Munoz, Lizette Alda, U. of Pittsburgh, Pittsburgh, PA - To aid research on 'Cuisine and the Conquest: Contrasting Two 16th Century Native Populations of the Viceroyalty of Peru,' supervised by Dr. Marc Bermann
Preliminary abstract: Foodways are intertwined with dynamics of ethnic identity, social interaction, gender, status expression, and economic standing. Therefore, subsistence and cuisine can offer a valuable window on times of transformation, such as those of colonial periods, when people are faced with new social and economic settings. By contrasting indigenous foodways at two Early Colonial (c.
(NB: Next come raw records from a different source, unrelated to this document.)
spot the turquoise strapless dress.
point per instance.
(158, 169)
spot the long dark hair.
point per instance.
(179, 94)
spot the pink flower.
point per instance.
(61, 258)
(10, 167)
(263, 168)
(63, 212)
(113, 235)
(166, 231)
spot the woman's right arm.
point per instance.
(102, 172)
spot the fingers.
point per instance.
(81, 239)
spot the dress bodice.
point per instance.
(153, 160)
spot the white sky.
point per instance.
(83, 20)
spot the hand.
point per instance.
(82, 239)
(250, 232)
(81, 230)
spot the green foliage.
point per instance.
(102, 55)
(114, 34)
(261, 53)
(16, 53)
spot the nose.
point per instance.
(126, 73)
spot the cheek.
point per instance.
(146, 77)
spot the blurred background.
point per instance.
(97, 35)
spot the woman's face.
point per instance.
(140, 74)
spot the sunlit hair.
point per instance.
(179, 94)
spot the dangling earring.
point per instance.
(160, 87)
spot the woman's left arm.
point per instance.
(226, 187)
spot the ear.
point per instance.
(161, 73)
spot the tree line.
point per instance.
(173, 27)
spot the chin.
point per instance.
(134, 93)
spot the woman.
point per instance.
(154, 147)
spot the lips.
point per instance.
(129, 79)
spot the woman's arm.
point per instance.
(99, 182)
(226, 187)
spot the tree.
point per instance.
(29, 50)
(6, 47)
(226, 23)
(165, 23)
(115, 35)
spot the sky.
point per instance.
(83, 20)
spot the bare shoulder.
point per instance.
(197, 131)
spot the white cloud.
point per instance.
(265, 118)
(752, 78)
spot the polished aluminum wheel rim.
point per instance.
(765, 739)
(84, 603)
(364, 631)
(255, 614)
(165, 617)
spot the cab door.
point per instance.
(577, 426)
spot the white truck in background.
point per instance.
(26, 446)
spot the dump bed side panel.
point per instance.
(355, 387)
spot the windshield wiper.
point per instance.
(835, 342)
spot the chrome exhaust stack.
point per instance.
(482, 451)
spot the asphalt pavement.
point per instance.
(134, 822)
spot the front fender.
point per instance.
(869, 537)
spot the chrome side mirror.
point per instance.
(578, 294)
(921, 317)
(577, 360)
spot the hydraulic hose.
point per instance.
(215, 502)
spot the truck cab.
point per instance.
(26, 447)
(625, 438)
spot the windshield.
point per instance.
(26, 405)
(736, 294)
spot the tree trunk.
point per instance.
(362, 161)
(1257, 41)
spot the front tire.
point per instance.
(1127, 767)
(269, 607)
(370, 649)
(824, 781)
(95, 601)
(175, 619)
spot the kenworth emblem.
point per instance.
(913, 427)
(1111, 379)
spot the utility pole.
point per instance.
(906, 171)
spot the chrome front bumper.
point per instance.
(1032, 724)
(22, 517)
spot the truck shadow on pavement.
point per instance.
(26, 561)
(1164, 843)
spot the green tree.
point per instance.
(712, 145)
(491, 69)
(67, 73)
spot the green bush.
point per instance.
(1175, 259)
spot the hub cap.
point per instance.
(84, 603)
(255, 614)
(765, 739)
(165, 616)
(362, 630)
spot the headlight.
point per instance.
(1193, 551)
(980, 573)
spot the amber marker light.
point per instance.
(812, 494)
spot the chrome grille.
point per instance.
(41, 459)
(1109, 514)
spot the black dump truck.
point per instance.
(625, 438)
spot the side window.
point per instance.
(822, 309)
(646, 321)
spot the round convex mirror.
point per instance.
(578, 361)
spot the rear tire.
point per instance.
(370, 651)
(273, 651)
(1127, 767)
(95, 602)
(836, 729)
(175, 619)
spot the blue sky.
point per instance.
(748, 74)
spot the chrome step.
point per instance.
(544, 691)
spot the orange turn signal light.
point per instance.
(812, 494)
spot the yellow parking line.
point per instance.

AD 1540 -- 1570) sites in the Viceroyalty of Peru, I explore variability in how the political, economic, and religious processes set in motion by the Spanish arrival intersected with native practices of food procurement, preparation, and consumption. The sites of Malata, Peru, and Porco, Bolivia, provide a chronologically controlled window on two populations - a doctrina village, and a community of industrial workers, respectively - that differ in the degree to which its native inhabitants were integrated into a global economic system. Occupations to be studied at each site date to a period about which relatively little is known from either archaeological or written sources. My research is a comprehensive, comparative archaeobotanical study of previously excavated samples from two sites, which offers a 'grass roots' native perspective that is currently lacking from scholarship concerning identity formation in early colonial Latin America as a whole.